Fig 4. TgFBXO1 apical structures form after centrosome duplication and are localized apically to the parasite centrosome.

(A). TgFBXO1^HA-expressing parasites were fixed and stained to detect TgCentrin1, TgFBXO1, and DNA during S, early M (EM), and late M (LM) phases. Arrowheads highlight TgFBXO1 apical structures and arrows highlight TgCentrin1. Bars = 2μm. A schematic depicting the cell cycle phases is shown. (B). Parasites were treated with 3 μM SB505124 (or DMSO as a vehicle control) for 24 h, fixed and then stained to detect TgCentrin1, TgFBXO1, and DNA. Note the appearance of SB505124-treated parasites with >2 centrin1⁺ foci and disorganized TgFBXO1 staining. Bars = 5 μm. (C). Quantification of numbers of parasites with apical TgFBXO1 structures.
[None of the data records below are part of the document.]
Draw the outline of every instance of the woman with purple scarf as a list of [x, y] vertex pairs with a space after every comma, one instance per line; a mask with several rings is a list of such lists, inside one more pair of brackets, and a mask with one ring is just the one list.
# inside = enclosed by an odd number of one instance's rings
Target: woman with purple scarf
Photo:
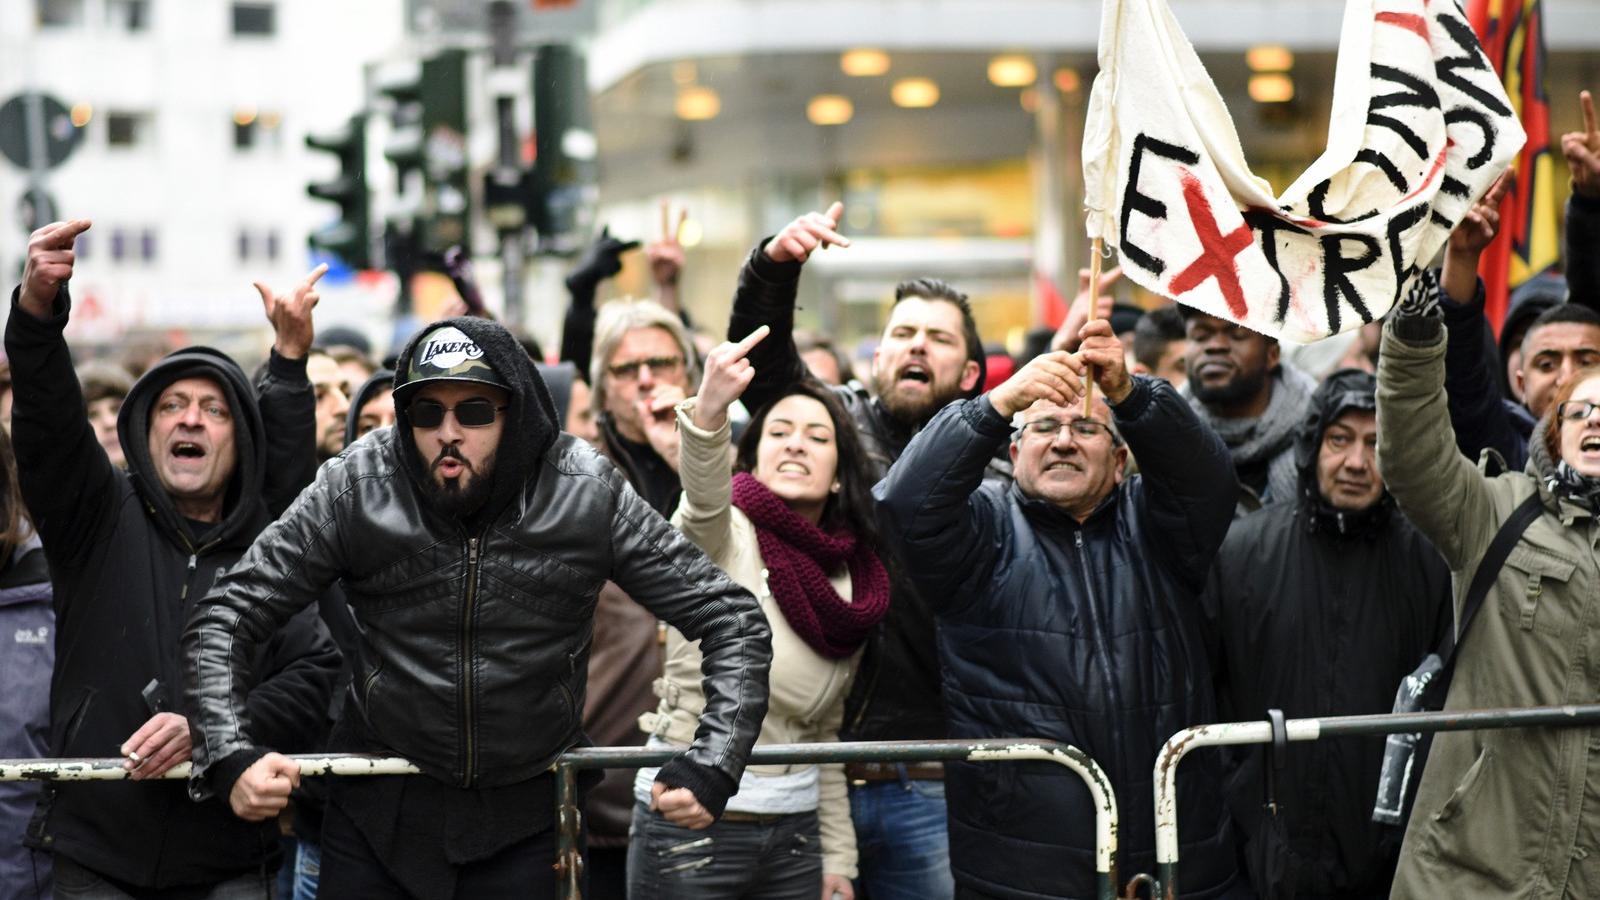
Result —
[[[765, 326], [706, 357], [678, 406], [683, 498], [672, 522], [761, 602], [772, 628], [771, 699], [761, 744], [834, 741], [861, 648], [889, 608], [872, 480], [855, 425], [820, 383], [758, 410], [728, 462], [728, 407], [755, 370]], [[639, 719], [652, 747], [694, 740], [704, 704], [700, 651], [667, 632], [661, 703]], [[628, 893], [637, 900], [853, 900], [855, 829], [843, 767], [751, 766], [727, 812], [691, 831], [651, 808], [655, 771], [635, 782]]]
Data represents averages and standard deviations of three independent experiments with at least 50 parasites examined/experiment (D). TgFBXO1^HA parasites were stained to detect TgFBXO1 and the kinetochore marker TgNuf2. Note TgFBXO1^HA apical structures form after kinetochore duplication but before separation is completed as evidenced by the lobed TgNuf2 staining (Insert). Bars: 2μm.